Aufgrund der Schwere dieses Vorfalls, der Beteiligung der Rettungsdienste und der potenziellen Gefahr für die Öffentlichkeit haben wir unseren Kunden umgehend kontaktiert und informiert. Im Bericht über den Anruf haben wir Informationen über den Vorfall, die verschütteten Flüssigkeiten und die Art und Weise, wie wir unseren Ratschlag formuliert haben, aufgenommen und erklärten abschließend, wie wir zu den Schlussfolgerungen über die Reaktionen oder Risiken kamen und wie wir diese in die vorgeschlagene Vorgehensweise einfließen ließen.

James, vielen Dank für dieses Interview und alles Gute.

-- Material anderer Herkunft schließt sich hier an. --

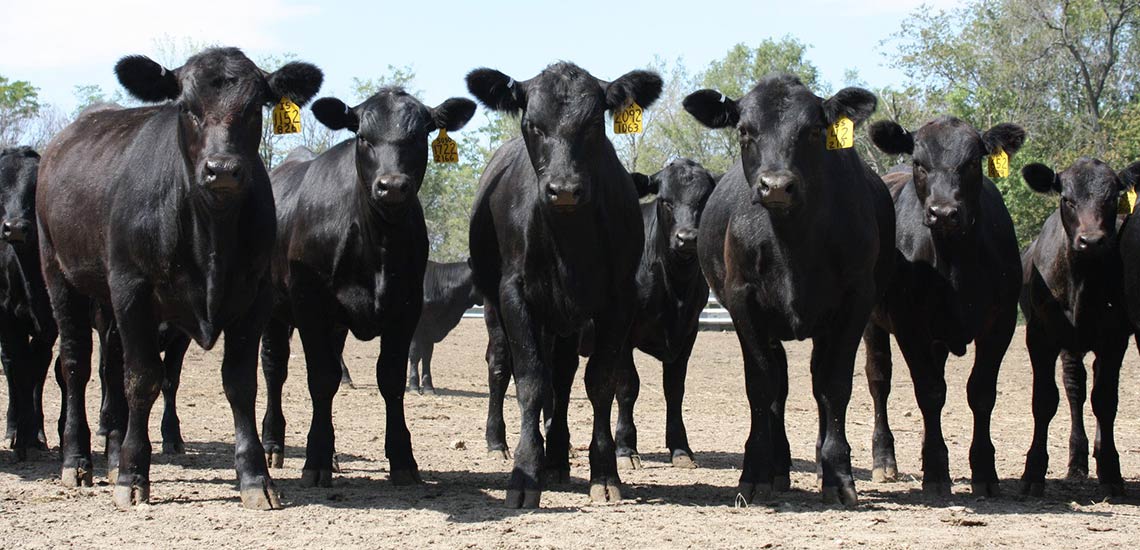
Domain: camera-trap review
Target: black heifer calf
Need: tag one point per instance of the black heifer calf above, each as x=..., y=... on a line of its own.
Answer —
x=555, y=237
x=1073, y=302
x=449, y=290
x=796, y=242
x=164, y=213
x=955, y=281
x=27, y=331
x=350, y=256
x=670, y=296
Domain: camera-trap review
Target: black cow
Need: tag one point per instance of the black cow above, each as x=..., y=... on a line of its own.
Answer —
x=351, y=250
x=449, y=290
x=796, y=242
x=1073, y=302
x=164, y=213
x=670, y=296
x=957, y=278
x=555, y=237
x=27, y=332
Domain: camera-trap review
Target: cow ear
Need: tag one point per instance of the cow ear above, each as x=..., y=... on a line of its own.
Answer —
x=454, y=113
x=640, y=87
x=892, y=138
x=1130, y=176
x=333, y=113
x=496, y=90
x=1009, y=137
x=646, y=185
x=854, y=103
x=147, y=80
x=713, y=108
x=298, y=81
x=1041, y=178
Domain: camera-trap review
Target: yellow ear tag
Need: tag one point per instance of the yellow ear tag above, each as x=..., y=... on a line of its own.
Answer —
x=286, y=116
x=841, y=135
x=444, y=148
x=998, y=163
x=1128, y=202
x=628, y=120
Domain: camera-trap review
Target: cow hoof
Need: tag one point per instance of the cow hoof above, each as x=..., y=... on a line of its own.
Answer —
x=1033, y=488
x=1115, y=488
x=555, y=476
x=985, y=488
x=261, y=498
x=888, y=474
x=128, y=496
x=76, y=477
x=683, y=459
x=527, y=498
x=405, y=477
x=844, y=495
x=632, y=462
x=781, y=484
x=604, y=492
x=316, y=478
x=173, y=447
x=936, y=488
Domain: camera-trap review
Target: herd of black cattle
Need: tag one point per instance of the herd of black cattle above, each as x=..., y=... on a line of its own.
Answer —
x=159, y=225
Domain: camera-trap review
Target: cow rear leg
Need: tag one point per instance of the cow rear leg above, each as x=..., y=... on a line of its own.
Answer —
x=628, y=387
x=173, y=354
x=1074, y=375
x=1043, y=352
x=275, y=349
x=879, y=370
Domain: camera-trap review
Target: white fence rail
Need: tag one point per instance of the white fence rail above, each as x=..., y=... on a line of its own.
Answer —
x=714, y=317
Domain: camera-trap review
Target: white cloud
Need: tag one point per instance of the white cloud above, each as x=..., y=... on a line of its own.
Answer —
x=58, y=33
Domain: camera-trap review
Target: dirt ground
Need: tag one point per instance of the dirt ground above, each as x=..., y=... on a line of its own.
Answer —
x=194, y=501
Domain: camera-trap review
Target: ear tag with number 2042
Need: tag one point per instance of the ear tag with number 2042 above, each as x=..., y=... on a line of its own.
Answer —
x=286, y=116
x=998, y=163
x=628, y=120
x=841, y=135
x=444, y=148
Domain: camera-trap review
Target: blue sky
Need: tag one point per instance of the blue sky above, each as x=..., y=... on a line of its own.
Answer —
x=57, y=45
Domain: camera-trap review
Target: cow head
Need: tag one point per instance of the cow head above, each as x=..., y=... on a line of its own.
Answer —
x=782, y=134
x=1090, y=192
x=220, y=95
x=563, y=121
x=391, y=144
x=946, y=156
x=18, y=169
x=682, y=189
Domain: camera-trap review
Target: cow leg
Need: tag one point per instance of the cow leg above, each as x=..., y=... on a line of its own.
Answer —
x=879, y=369
x=141, y=363
x=982, y=395
x=1043, y=353
x=390, y=370
x=73, y=316
x=676, y=437
x=628, y=387
x=498, y=378
x=564, y=362
x=1074, y=375
x=239, y=380
x=1106, y=378
x=425, y=374
x=275, y=349
x=414, y=357
x=927, y=366
x=172, y=361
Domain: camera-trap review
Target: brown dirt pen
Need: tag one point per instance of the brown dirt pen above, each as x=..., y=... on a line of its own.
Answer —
x=195, y=502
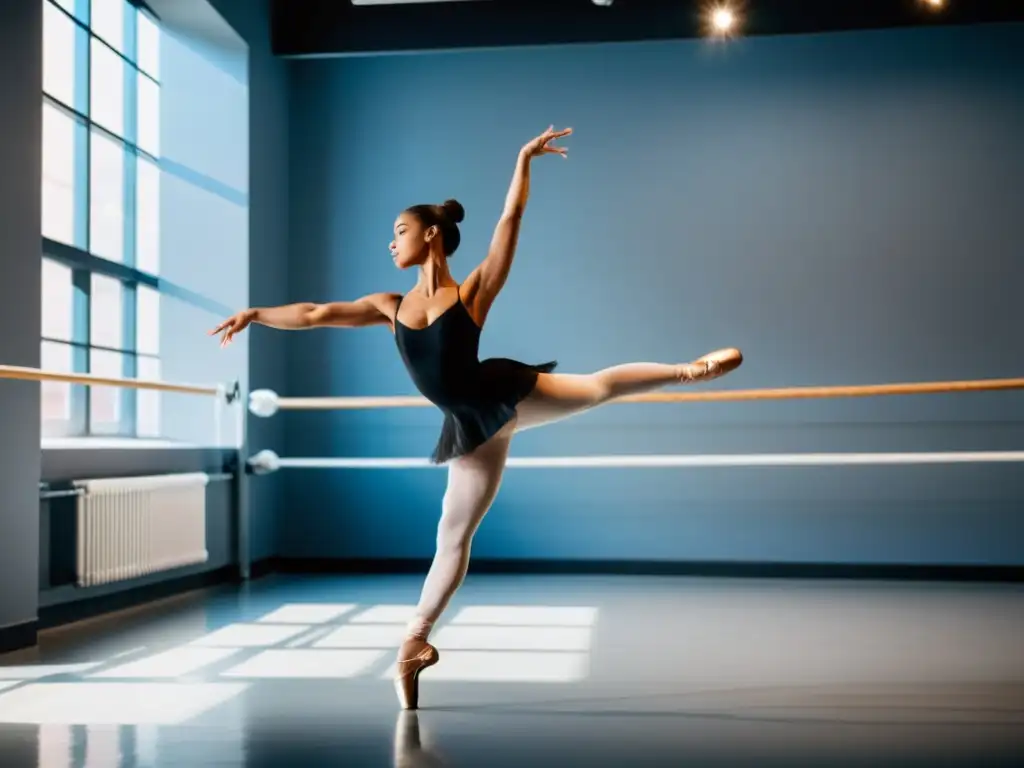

Jens Fisser | Experte für Globalchem24

Unsere Empfehlung

Wir empfehlen Ihnen, Ihre aktuellen Prozesse für den Eintritt von Zwischenfällen zu prüfen. Vergewissern Sie sich hier, dass die Person, die Notrufe entgegennimmt, dem*der Anrufenden  schnell und fundiert helfen kann. Wenn Sie feststellen, dass Ihr derzeitiges Notrufsystem nicht den Ansprüchen Ihres Notfallmanagements genügt, leiten Sie notwendige Änderungsprozesse ein. Ein externer Anbieter von 24h-Notrufdiensten kann hierfür eine optimale Lösung darstellen. Führen Sie eine Testroutine ein, damit Sie immer sicher sein können, dass Ihr Notfallmanagementsystem funktioniert und Sie bei Zwischenfällen richtig beraten werden.